Paylaş
Bunu ortaya iki hafta önce cereyan eden, Türkiye’yi de doğrudan içine alan, ilgilendiren ve galiba bile bile es geçilen bir “olay” ortaya koydu.
O “olay”, bir “esrar perdesi”nin ardında sanki kayboldu.
“Uluslararası ilişkilerde bazan esrar perdesini korumak iyidir. İşin ilginç yanı odur ki,bir eylemin gerçekleşmiş olduğu doğrulanmaz iken, onun öyle olduğunu hemen herkes biliyordur. Bu, İsrail’in kuzey Suriye’deki bir hedefe askeri saldırısı için kesinlikle geçerli.
İsrailliler bu konuda ya konuşmuyorlar ya da olanı kabullenmiyorlar. Suriyeliler ise bir İsrail uçağına ateş açtıklarını, uçağın bir şey bıraktığını ve Suriye hava sahasından kaçtığını anlatıyorlar. Amerika Başkanı da, olay hakkında herhangi bir yorum yapmıyor – ama, olduğunu inkar etmeyerek, önemli bir şeyin kesinlikle olduğu izlenimini veriyor.
Ve, göründüğü kadarıyla, bir şey de oldu. İsrail’de kimliği belirtilmeyen kaynaklara ya da buradaki istihbarat camiasına atıf yapan çeşitli haberlerde, İsrail’in kuzey Suriye’de Kuzey Kore’nin yardımıyla çalıştırılan bir nükleer tesise saldırdığı bildiriliyor. İsrail’den (resmi kanallar) herhangi bir sızma olmaması, bu haberlerin doğruluğu ihtimalini güçlendiriyor.”
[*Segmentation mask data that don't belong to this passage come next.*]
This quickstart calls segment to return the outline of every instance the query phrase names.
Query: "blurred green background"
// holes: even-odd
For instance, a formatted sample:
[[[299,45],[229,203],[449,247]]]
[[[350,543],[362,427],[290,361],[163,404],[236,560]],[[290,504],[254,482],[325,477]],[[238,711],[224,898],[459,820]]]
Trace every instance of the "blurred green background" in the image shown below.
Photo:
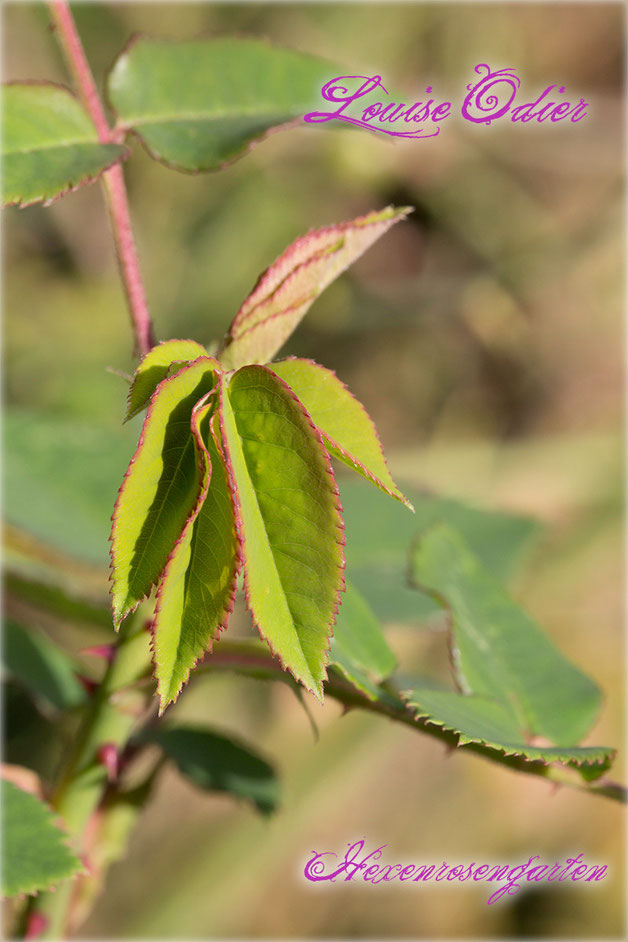
[[[389,203],[416,207],[316,302],[287,352],[338,372],[373,416],[402,483],[542,521],[511,585],[605,691],[587,741],[621,746],[624,6],[111,3],[74,12],[101,86],[135,31],[243,33],[327,57],[338,74],[381,74],[408,98],[429,83],[460,103],[475,64],[487,62],[516,68],[523,94],[556,83],[590,102],[575,125],[486,128],[451,118],[437,138],[394,144],[304,126],[199,176],[167,170],[136,143],[125,174],[160,339],[220,337],[258,273],[307,229]],[[2,13],[4,78],[67,82],[45,7],[5,3]],[[133,359],[98,185],[49,208],[5,212],[4,312],[12,551],[54,562],[56,550],[29,541],[43,541],[49,515],[55,525],[64,494],[79,495],[76,530],[68,517],[59,542],[80,560],[67,567],[71,578],[102,596],[107,532],[98,514],[90,529],[90,501],[112,504],[138,424],[121,427],[127,387],[108,370],[131,371]],[[99,430],[118,449],[109,463]],[[63,460],[64,436],[83,465]],[[375,500],[383,513],[385,498]],[[95,549],[81,552],[81,520]],[[351,527],[347,536],[351,546]],[[436,626],[384,620],[404,671],[446,672]],[[236,624],[246,629],[241,611]],[[54,633],[45,619],[41,627]],[[67,638],[84,643],[76,631]],[[21,761],[45,766],[37,757],[45,744],[29,744],[20,703]],[[79,937],[625,931],[620,805],[554,793],[470,755],[449,758],[426,737],[341,716],[332,702],[309,710],[317,741],[283,685],[230,676],[191,685],[173,715],[211,721],[274,757],[282,810],[262,820],[169,771]],[[620,754],[612,776],[624,769]],[[492,907],[482,884],[305,884],[314,850],[340,852],[361,837],[387,843],[390,862],[514,865],[582,852],[610,872],[599,884],[535,887]]]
Ne demek bu? İsrail’in resmi kanallarından haber sızmaz ise, bir başka deyimle kendileriyle ilgili son derece önemli bir gelişme konusunda İsrail yetkilileri ağızlarını açmıyorsa, bu o konuda çıkan haberlerin doğruluğuna mı işaret eder?
Öyle olduğu anlaşılıyor. Zira, yukarıdaki değerlendirmeyi kaleme alan Dennis Ross, bu konuda bir anekdota yer veriyor; bir görüşmesinde İsrail başbakanının kendisine başbaşa görüşmeyi önerdiğini, çünkü kendi ekibinin görüşme içeriğini mutlaka sızdıracağını söylediğini açıklıyor. Adı verilmeyen İsrail başbakanı, ABD tarafına ilişkin bir kuşku duymaz iken, gizli bir görüşmenin kendi tarafından mutlaka sızacağından emin imiş...
*** *** ***
Dennis Ross, malum, gerek Bush I ve Bill Clinton dönemlerinde, ABD’nin Ortadoğu Barışı Başmüzakerecisi idi. 10 yılı aşkın bir deneyim ve sayısız toplantı, görüşme. Bunların önemli bir bölümüne “The Missing Peace: The Inside Story of the Fight for Middle East Peace” (Kaçan Barış: Ortadoğu Barışı için Kavganın Perde Arkası Öyküsü) adlı tuğla kalınlığındaki kitabında yer veriyor.
Bizi, Türkiye’yi ve yakın geleceğimizi doğrudan ilgilendiren, ilgilendirmesi gereken “olay”ı artık biliyoruz. Ayrıntılarına elbettte vakıf değiliz ama “olay”ın ne olduğunu biliyoruz.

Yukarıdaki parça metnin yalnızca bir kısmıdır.